The Eastern Partnership countries that have signed an association agreement with the EU have to take this factor into account. For them, cooperation with Washington when it comes to security issues is fundamental, but transatlantic disagreements have presented particularly tough challenges. In this context, it is essential that transatlantic cooperation on security issues is continued and strengthened (and here we can count on Central European countries which share this position). However, security cooperation also needs to be developed between the EU and Eastern Partnership – but, to date, this component of security policy has not been effective.

The China factor

It is also worth pointing out that Germany’s EU Presidency has coincided with a decline in relations with the People’s Republic of China. Germany had been expecting the EU-China summit,scheduled to take place in Leipzig in autumn this year, to be one of the most important events of its Presidency. But the summit has now been postponed and similarly negotiations on mutual investment appear to have reached a stalemate. Changes in Chinese legislation strengthening Beijing’s influence over Hong Kong put the issue of human rights in China back in the spotlight.

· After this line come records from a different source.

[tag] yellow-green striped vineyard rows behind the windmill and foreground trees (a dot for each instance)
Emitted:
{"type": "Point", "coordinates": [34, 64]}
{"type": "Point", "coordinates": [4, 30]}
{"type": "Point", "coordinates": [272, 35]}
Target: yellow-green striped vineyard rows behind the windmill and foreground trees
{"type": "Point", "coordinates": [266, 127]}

Although Europe has relied on its partnership with the PRC in the past, Berlin and Brussels now both recognise that China is a complex partner whose growing influence can only be challenged if there is cohesion within the EU. For the Eastern Partnership countries, particularly Georgia which signed a Free Trade Agreement with China in 2017 and Ukraine which is currently developing a new policy on relations with Asia, it is especially important to bear this dynamic in mind. If EU-Sino relations deteriorate further, for the countries of this region it may be a case of preventing losses rather than being encumbered by competition with China.

Lastly, there is the relationship with Russia, which is also far from simple. On the eve of Germany’s EU Presidency, Angela Merkel has toughened her stance towards Moscow. She is not ruling out imposing sanctions in response to the Russian hacker attack on the Bundestag and the German Federal Public Prosecutor has brought charges against the Russian government for the contract killing of the former Chechen military commander Zelimkhan Khangoshvili. Although dialogue between Berlin and Moscow continues, Europe as a whole needs to strengthen its position in this dialogue: the time for a naïve faith in bilateral relations is past. For the Eastern Partnership countries that have already signed an association agreement with the EU, this sends a positive signal. Armenia and Belarus, on the other hand, need to consider whether they can really continue to ‘have it both ways’.

In light of all this, the situation for the Eastern Partnership countries is not entirely hopeless. They have not been forgotten and there is a clear European intention to contain Russia’s assertiveness.